Title :
Speech retrieval with video parsing for television news programs
Author :
Meng, Helen M. ; Tang, Xiaoou ; Hui, Pui Yu ; Gao, Xinbo ; Li, Yuk Chi
Author_Institution :
Human-Computer Commun. Lab., Chinese Univ. of Hong Kong, Shatin, China
Abstract :
We have been working on speech retrieval from Chinese (Cantonese) television news programs. The use of automatic speech recognition for audio indexing produces imperfect transcriptions, and recognition errors affect retrieval performance. A news story typically contains a brief report by the anchor person(s) in the studio, as well as news footage from the field.

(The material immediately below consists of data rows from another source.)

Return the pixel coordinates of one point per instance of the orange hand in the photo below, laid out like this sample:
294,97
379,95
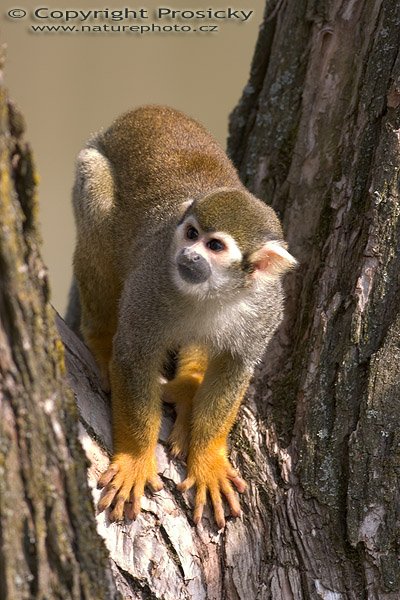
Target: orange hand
124,483
211,471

Investigation shows that our recognizer performs better when indexing audio from the studio, compared to that from the field. In order to automatically extract the "reliable" audio segments for speech retrieval, we attempt to detect studio-to-field transitions by means of video parsing. Our study is based on 146 news stories collected from local television Cantonese news programs. We formulated a known-item retrieval task and adopted the average inverse rank (AIR) as our evaluation metric. Retrieval is performed based on syllable bigram units, augmented with skipped syllable bigrams. Retrieval using the entire audio track of each news story gave AIR=0.759. With the incorporation of video parsing, we performed retrieval based only on the studio recordings, which produced AIR=0.768
Keywords :
content-based retrieval; database indexing; feature extraction; multimedia databases; speech recognition; video signal processing; Cantonese speech; Chinese speech; audio indexing; audio segments; automatic extraction; automatic speech recognition; average inverse rank; known-item retrieval task; multimedia information retrieval; retrieval evaluation; skipped syllable bigrams; speech retrieval; studio-to-field transitions; syllable bigram units; television news programs; video parsing; Automatic speech recognition; Content based retrieval; Digital audio broadcasting; Digital video broadcasting; Indexing; Information retrieval; Laboratories; Natural languages; TV broadcasting; Video on demand;
Conference_Titel :
Acoustics, Speech, and Signal Processing, 2001. Proceedings. (ICASSP '01). 2001 IEEE International Conference on
Conference_Location :
Salt Lake City, UT
Print_ISBN :
0-7803-7041-4
DOI :
10.1109/ICASSP.2001.941191